I have them running them off an old school Denon that allegedly has an underrated 50wpc.

From reading the reviews I have seen people repeatedly say that they love power so what will I gain by giving them more juice? Midbass? Clarity?


----------



## tlow98 (Oct 8, 2009)

sasa097 said:


> so what might one be missing by potentially "underpowering" this set?
> 
> I have them running them off an old school Denon that allegedly has an underrated 50wpc.
> 
> From reading the reviews I have seen people repeatedly say that they love power so what will I gain by giving them more juice? Midbass? Clarity?


Hey sasa I'll take a stab at this. First your Denon's RMS power is likely more like 20watts per channel, maybe 25, tho, that'd really surprise me. the 50wpc is a 'max' and the reality is that's not even close to what the unit puts out on average. Think divide by 2 AT BEST. Most high quality HU's put out 18-20 rms per channel.

I went the amplified route with my Imagine set and did not even try them off HU power, so technically i cannot offer first hand experience, tho, I can pass on what was told to me.
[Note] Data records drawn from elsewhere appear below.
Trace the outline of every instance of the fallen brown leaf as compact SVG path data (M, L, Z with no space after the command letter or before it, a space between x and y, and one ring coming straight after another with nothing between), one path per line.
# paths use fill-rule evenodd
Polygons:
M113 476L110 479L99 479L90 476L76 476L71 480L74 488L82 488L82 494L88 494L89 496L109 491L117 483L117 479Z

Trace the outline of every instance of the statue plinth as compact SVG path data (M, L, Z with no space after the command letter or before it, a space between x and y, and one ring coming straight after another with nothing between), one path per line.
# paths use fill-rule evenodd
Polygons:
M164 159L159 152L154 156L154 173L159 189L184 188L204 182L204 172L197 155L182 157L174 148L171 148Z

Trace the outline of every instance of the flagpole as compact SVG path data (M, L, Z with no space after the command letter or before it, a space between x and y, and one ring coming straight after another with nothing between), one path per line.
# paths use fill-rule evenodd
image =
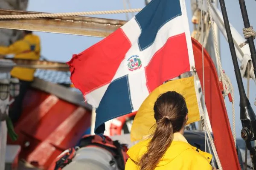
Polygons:
M95 135L94 129L95 128L95 120L96 119L96 112L95 108L93 107L92 109L92 114L91 116L91 129L90 134Z
M245 141L247 148L250 150L253 170L256 170L256 119L255 114L244 91L225 2L224 0L219 0L219 2L240 98L239 105L240 107L240 120L243 127L241 130L241 136Z

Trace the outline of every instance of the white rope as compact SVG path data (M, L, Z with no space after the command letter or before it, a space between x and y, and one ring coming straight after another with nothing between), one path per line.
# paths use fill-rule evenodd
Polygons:
M220 73L221 75L221 80L223 84L223 88L224 90L224 96L228 95L230 93L231 97L232 98L232 124L233 124L233 134L234 141L235 142L235 145L236 147L236 112L235 111L235 99L234 98L234 90L231 84L231 82L228 78L227 76L225 74L222 69L221 62L221 57L219 51L218 47L217 42L217 38L215 34L214 30L214 27L213 26L213 20L212 16L212 13L210 10L210 5L209 0L207 0L208 11L209 13L209 16L211 21L211 24L212 25L212 34L213 35L213 40L214 42L215 48L216 50L217 64L220 69Z
M246 40L248 40L248 39L251 37L252 37L253 38L255 39L256 37L256 32L253 30L253 27L244 28L243 28L243 34L244 36L244 38ZM240 48L242 48L247 44L248 44L248 40L246 40L244 42L241 43L239 45L239 46Z
M201 0L201 5L202 6L203 5L203 1ZM203 22L203 11L202 10L201 10L201 44L203 45L204 44L204 22ZM198 28L199 28L199 26L198 26ZM203 98L204 99L204 102L203 103L204 104L204 106L203 106L203 108L204 108L204 112L203 112L204 113L204 119L203 119L202 120L202 121L204 121L204 120L206 120L206 117L205 117L205 115L204 114L204 110L205 110L206 108L206 106L205 106L205 99L204 99L204 95L205 95L205 84L204 84L204 45L202 45L202 67L203 67ZM204 125L204 123L202 123L202 125ZM207 149L207 134L206 134L206 131L205 130L204 130L204 146L205 146L205 151L206 152Z
M49 17L71 17L79 15L101 15L104 14L122 14L140 11L142 8L127 9L120 10L102 11L90 12L65 12L55 14L23 14L19 15L0 15L0 19L25 19Z

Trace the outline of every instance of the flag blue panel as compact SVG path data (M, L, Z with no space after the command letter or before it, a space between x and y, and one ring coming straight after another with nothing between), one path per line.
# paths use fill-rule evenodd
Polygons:
M95 133L102 134L105 122L130 113L133 110L128 75L126 75L113 81L102 99L96 109Z
M163 26L180 15L180 0L151 1L135 17L141 29L138 40L140 51L143 51L154 42L158 30Z

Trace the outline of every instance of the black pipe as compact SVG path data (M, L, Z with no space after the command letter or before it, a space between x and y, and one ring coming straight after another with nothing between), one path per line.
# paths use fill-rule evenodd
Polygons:
M250 21L249 21L249 17L248 17L248 14L247 14L247 10L246 10L246 6L245 6L245 2L244 0L239 0L239 4L240 6L243 20L244 21L244 28L248 28L250 26ZM253 71L255 77L256 77L256 50L255 49L255 46L253 42L253 38L252 37L250 37L248 40L248 44L250 51L251 53L251 57L252 58L252 62L253 65Z
M240 95L240 120L243 127L241 131L241 136L245 141L247 148L250 150L253 170L256 170L256 136L255 135L256 134L256 119L255 114L245 94L225 6L225 2L224 0L219 0L219 2Z

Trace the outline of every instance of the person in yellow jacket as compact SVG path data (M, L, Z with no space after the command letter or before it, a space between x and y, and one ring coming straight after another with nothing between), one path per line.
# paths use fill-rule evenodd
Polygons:
M156 129L148 139L131 147L125 170L212 170L212 156L189 144L183 136L188 119L183 97L164 93L154 107Z
M17 59L39 60L40 58L40 39L30 31L24 31L24 38L8 47L0 46L0 55L14 54ZM20 94L15 98L10 110L9 116L17 122L22 110L22 101L26 92L34 80L35 69L15 67L11 71L12 77L20 80Z

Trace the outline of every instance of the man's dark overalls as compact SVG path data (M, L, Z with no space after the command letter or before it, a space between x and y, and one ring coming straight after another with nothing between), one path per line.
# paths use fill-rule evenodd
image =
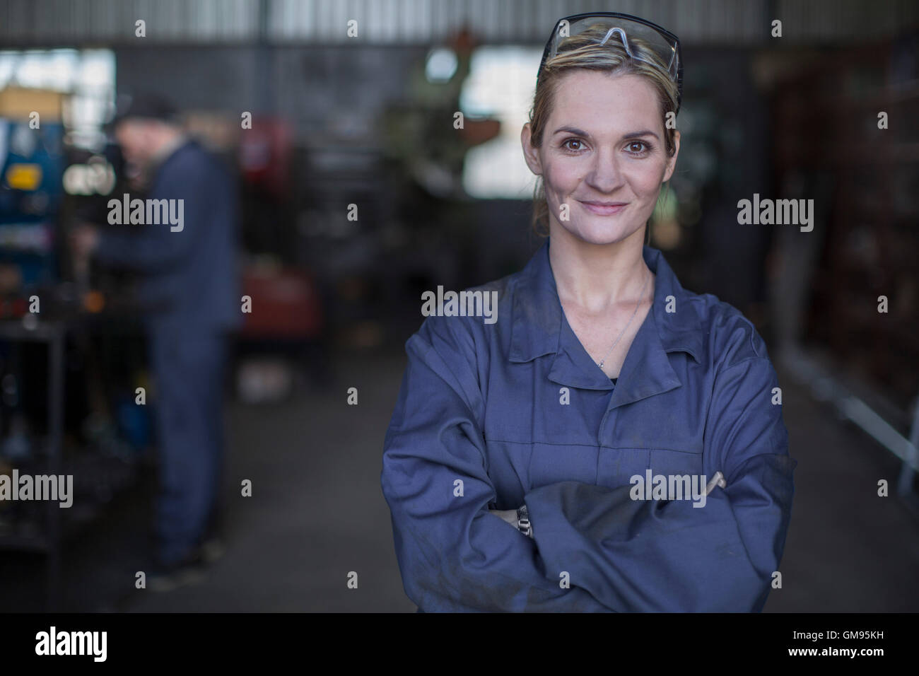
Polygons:
M225 361L230 334L242 320L239 216L233 180L193 141L160 164L145 197L183 200L181 230L122 225L102 235L96 257L142 273L142 299L168 307L146 323L160 451L157 554L170 566L200 544L214 517Z

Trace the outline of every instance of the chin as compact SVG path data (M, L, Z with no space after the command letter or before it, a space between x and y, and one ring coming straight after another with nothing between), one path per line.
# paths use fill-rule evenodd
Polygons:
M641 230L633 223L613 223L609 219L584 219L577 223L567 223L562 227L575 239L587 244L606 246L618 244Z

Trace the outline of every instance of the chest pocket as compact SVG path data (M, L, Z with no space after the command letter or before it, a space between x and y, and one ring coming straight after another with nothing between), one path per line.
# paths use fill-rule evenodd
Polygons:
M534 443L529 456L530 488L560 481L596 484L597 458L595 445Z
M601 448L597 459L596 484L608 488L629 486L631 477L683 475L702 473L702 453L658 448Z

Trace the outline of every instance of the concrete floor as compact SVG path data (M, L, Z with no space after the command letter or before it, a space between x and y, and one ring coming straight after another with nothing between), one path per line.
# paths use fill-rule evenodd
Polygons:
M282 405L228 409L226 555L199 584L133 589L148 549L148 478L65 552L63 610L413 612L380 489L401 353L336 361L329 386ZM783 589L766 612L919 611L919 517L896 497L899 463L779 372L799 461ZM346 404L349 387L358 405ZM253 496L240 495L251 479ZM3 555L0 609L41 610L38 557ZM357 573L357 589L347 576Z

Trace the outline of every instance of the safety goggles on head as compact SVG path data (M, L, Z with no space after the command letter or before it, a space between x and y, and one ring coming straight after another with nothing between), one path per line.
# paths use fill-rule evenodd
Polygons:
M546 61L558 54L559 52L565 52L566 40L576 37L591 29L596 32L599 44L606 44L609 40L615 40L625 47L626 53L629 54L630 58L650 63L655 68L660 68L661 63L663 63L667 74L676 83L676 110L679 111L680 102L683 98L683 60L680 57L679 38L651 21L645 21L643 18L629 14L596 12L593 14L574 14L559 19L552 30L551 37L546 42L546 49L542 52L537 82L539 82L542 66L545 65ZM633 49L634 44L630 43L630 40L635 39L639 39L648 45L661 60L661 63L642 58L641 52Z

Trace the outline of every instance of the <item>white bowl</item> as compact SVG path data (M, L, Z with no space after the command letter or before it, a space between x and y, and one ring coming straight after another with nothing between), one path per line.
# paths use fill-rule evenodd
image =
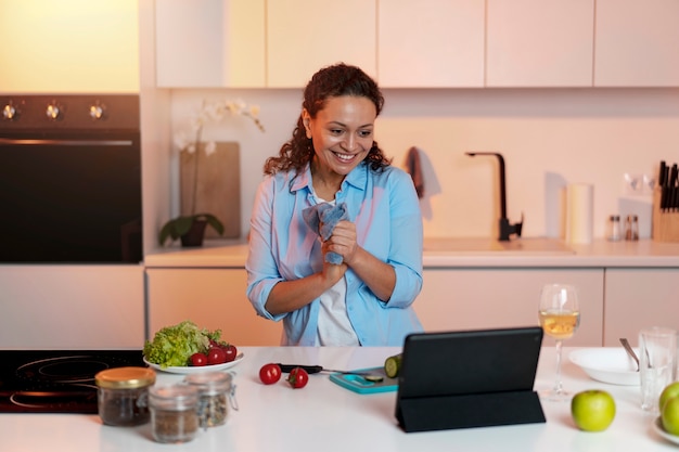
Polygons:
M635 349L637 356L639 350ZM584 348L568 354L592 379L612 385L639 386L637 363L623 347Z

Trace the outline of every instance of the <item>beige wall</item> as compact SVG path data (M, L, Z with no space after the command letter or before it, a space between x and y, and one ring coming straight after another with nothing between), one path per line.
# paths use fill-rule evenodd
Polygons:
M466 151L503 154L508 216L515 222L524 212L524 236L563 233L563 190L575 182L594 185L594 237L604 236L614 212L639 215L641 235L649 236L651 197L629 195L624 175L655 176L661 159L679 162L679 89L386 90L385 95L376 130L380 145L399 166L410 146L424 152L427 236L496 235L496 162L466 157ZM236 121L206 131L207 139L241 143L245 234L261 165L290 137L302 93L176 90L174 128L185 127L203 98L222 96L259 104L267 128L261 134ZM175 191L176 164L174 155Z

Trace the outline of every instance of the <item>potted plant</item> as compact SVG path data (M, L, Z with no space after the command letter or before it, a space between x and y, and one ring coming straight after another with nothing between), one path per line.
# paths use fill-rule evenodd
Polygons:
M205 152L205 156L209 157L216 150L214 141L202 142L203 128L208 121L221 121L227 116L245 116L253 120L255 126L264 132L264 126L258 119L259 107L257 105L246 105L243 101L221 101L207 102L203 101L203 106L198 114L192 120L192 130L194 134L179 132L175 135L175 144L180 152L194 154L193 158L193 184L191 188L191 208L189 215L182 215L172 218L166 222L161 229L158 242L161 246L165 245L168 238L176 241L181 240L182 246L201 246L203 244L203 234L205 228L209 225L219 235L223 234L222 222L213 214L196 212L196 193L197 193L197 176L198 176L198 157L200 151Z

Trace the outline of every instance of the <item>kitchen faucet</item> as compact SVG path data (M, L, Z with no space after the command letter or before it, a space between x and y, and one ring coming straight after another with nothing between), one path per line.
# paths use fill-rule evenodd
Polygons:
M465 153L470 157L475 157L477 155L494 155L498 157L499 162L499 170L500 170L500 237L498 238L500 242L507 242L510 240L510 235L516 234L517 237L521 237L521 229L524 224L524 215L521 214L521 222L515 224L510 224L509 219L507 218L507 186L504 182L504 157L502 154L497 152L467 152Z

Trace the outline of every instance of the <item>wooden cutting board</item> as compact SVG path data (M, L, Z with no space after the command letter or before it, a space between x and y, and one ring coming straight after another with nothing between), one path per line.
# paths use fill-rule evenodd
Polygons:
M238 142L217 142L217 150L206 155L203 148L180 153L181 215L191 212L194 162L197 156L197 190L195 212L213 214L225 225L222 238L241 236L241 159ZM207 227L206 238L219 234Z

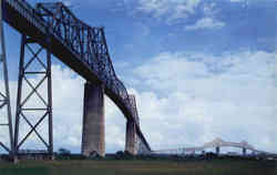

In the end what you will gain most is clean volume. If you find yourself pushing your headunit into it's higher reaches you are undoubtedly getting into it's distortion zone. With and amp you can push the speakers to their fullest and not have to deal with distortion from either the amp or the HU if you get an amp with ample power. Another nice thing is that bumping up the midbass region with the amp allows you to play that area louder and you are less quickly approaching the HU's limits once again that area takes the most amount of power to reproduce. So, not only can you play areas of the music louder, it will be cleaner and ultimately put the strain on the amp and not the HU. It is arguable that good amps produce cleaner power than HU power in general, tho, that is very amp/HU specific. In my case the first 20watts my amp is putting out is FAR better than the total 20watts my pioneer HU can ever think of supplying. In essence you use your HU to do what it does best, process and produce the signal then you do the amp to do what it does best, amplify the signal. Like anything that is of quality and made for a specific purpose, it ends up working better than a do-it-all unit where cost cutting measures and space requirements are at a premium.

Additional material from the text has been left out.